Alford v. Secretary of the United States Department of Health & Human Services

934 F. Supp. 134, 1995 U.S. Dist. LEXIS 21269, 1995 WL 875439
CourtDistrict Court, D. New Jersey
DecidedMarch 3, 1995
DocketCivil Action 93-1565
StatusPublished

This text of 934 F. Supp. 134 (Alford v. Secretary of the United States Department of Health & Human Services) is published on Counsel Stack Legal Research, covering District Court, D. New Jersey primary law. Counsel Stack provides free access to over 12 million legal documents including statutes, case law, regulations, and constitutions.

Bluebook
Alford v.
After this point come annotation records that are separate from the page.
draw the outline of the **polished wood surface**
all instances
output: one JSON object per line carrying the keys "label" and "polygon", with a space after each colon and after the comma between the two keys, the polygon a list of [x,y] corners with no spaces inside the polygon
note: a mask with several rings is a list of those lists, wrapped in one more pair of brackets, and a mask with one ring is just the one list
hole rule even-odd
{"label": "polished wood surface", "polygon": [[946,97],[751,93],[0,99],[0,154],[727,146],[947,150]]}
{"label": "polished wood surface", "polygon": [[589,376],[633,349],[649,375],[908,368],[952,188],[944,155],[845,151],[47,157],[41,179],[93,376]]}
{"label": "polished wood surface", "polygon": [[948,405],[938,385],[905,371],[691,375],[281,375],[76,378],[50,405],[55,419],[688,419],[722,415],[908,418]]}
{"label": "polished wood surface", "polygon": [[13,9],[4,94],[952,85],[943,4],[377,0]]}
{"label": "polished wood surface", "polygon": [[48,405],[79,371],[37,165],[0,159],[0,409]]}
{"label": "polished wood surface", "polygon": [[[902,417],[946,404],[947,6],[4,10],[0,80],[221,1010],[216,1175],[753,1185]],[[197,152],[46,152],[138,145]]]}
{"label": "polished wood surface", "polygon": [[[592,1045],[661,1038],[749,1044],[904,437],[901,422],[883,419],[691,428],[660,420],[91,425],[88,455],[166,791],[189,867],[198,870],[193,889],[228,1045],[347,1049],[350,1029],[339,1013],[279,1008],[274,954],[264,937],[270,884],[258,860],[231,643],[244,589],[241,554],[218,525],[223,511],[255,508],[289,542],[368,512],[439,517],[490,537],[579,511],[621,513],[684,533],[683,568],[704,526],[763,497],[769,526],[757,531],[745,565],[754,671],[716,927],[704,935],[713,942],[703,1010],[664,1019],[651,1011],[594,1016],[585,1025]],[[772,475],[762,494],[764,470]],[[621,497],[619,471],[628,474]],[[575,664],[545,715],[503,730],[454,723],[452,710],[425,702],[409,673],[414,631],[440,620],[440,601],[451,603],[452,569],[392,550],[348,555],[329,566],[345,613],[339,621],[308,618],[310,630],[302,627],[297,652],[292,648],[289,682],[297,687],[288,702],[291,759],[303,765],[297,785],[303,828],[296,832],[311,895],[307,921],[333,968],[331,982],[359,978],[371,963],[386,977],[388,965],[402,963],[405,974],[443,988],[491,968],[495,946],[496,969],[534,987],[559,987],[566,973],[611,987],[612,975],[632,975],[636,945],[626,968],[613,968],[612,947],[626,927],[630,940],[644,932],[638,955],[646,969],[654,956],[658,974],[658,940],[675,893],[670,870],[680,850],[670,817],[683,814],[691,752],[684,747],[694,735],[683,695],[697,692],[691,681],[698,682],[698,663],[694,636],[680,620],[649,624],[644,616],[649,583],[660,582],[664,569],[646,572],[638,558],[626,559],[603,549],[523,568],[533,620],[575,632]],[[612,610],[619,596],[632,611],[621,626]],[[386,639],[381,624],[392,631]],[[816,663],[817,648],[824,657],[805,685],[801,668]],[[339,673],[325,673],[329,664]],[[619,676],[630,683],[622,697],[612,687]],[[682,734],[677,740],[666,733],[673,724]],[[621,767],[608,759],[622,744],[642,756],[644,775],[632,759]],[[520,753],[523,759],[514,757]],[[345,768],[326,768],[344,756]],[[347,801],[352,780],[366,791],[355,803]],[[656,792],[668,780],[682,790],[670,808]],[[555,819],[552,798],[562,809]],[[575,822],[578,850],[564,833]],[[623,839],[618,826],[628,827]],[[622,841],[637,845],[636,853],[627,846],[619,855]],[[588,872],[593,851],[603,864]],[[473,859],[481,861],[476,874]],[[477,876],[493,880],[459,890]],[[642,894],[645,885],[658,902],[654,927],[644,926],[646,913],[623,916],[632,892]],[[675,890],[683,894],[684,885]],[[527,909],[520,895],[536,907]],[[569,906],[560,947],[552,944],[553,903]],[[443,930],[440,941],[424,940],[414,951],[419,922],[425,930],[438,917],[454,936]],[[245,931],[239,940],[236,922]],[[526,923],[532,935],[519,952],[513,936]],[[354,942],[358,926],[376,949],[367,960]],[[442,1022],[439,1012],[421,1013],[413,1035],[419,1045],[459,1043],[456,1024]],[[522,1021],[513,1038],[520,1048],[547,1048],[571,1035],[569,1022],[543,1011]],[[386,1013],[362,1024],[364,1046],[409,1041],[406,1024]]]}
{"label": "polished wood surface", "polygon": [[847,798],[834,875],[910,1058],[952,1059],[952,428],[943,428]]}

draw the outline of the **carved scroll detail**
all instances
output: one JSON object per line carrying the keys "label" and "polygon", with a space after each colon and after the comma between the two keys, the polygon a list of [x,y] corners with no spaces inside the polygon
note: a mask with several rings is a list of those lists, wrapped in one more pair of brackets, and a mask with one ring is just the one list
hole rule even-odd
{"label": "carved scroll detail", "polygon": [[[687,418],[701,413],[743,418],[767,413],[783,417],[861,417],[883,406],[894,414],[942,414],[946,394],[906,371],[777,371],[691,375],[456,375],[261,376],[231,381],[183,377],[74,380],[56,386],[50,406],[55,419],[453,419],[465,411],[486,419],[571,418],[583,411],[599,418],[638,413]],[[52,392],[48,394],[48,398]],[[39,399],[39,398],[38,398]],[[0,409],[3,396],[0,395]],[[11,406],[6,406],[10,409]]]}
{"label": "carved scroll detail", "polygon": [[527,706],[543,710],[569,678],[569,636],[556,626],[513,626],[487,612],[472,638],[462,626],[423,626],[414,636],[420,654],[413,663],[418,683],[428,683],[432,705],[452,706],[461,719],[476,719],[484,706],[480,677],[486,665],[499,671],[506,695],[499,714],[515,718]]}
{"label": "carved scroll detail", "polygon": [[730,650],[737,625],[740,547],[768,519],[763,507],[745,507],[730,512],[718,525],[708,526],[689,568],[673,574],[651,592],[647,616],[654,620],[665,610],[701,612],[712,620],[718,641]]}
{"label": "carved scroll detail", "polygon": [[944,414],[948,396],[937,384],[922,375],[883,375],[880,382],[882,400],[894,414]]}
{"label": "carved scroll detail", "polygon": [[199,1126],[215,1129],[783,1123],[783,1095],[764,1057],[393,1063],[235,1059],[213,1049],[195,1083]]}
Secretary of the United States Department of Health & Human Services, 934 F. Supp. 134, 1995 U.S. Dist. LEXIS 21269, 1995 WL 875439 (D.N.J. 1995).

Opinion

OPINION

BISSELL, District Judge.

Plaintiff, Freddie Alford, filed this appeal on April 12, 1993. He seeks a review of an Administrative Law Judge’s (“ALJ”) determination that he was not sufficiently disabled to receive Social Security benefits. The petitioner claims that the ALJ erred in his decision to deny benefits when he misapplied sections 216(i) and 223 of the Social Security Act. 42 U.S.C. §§ 216(i) and 223.

This Court has jurisdiction pursuant to Title II of the Social Security Act, 42 U.S.C. § 405(g).

*136 FACTS AND BACKGROUND

Procedural History

Freddie Alford made his initial application for disability benefits on January 16, 1991. (Stip. of Facts, ¶ 1). The application asserts that a back problem, which allegedly occurred on the same date of the filing, created a disability. (Id.) Mr. Alford’s application was denied upon its initial submission and when it was submitted for reconsideration. (Id., ¶ 2).

Subsequently, on February 20, 1992 and March 27, 1992, ALJ John M. Farley conducted hearings to address the denial of benefits. (Id., ¶ 3). On June 17, 1992, ALJ Farley issued an opinion stating that Mr. Alford was not under a disability that would warrant Social Security benefits. (Id., ¶ 4). On February 9, 1993, the Social Security Appeals Council declined to review Mr. Alford’s petition. (Id.) An appeal to this Court followed.

Freddie Alford

Freddie Alford is over 50 years old. (Id., ¶ 8). He was born in South Carolina and completed eleven grades of high school. At present, the plaintiff is single and has no children. (Id., ¶¶ 8-10).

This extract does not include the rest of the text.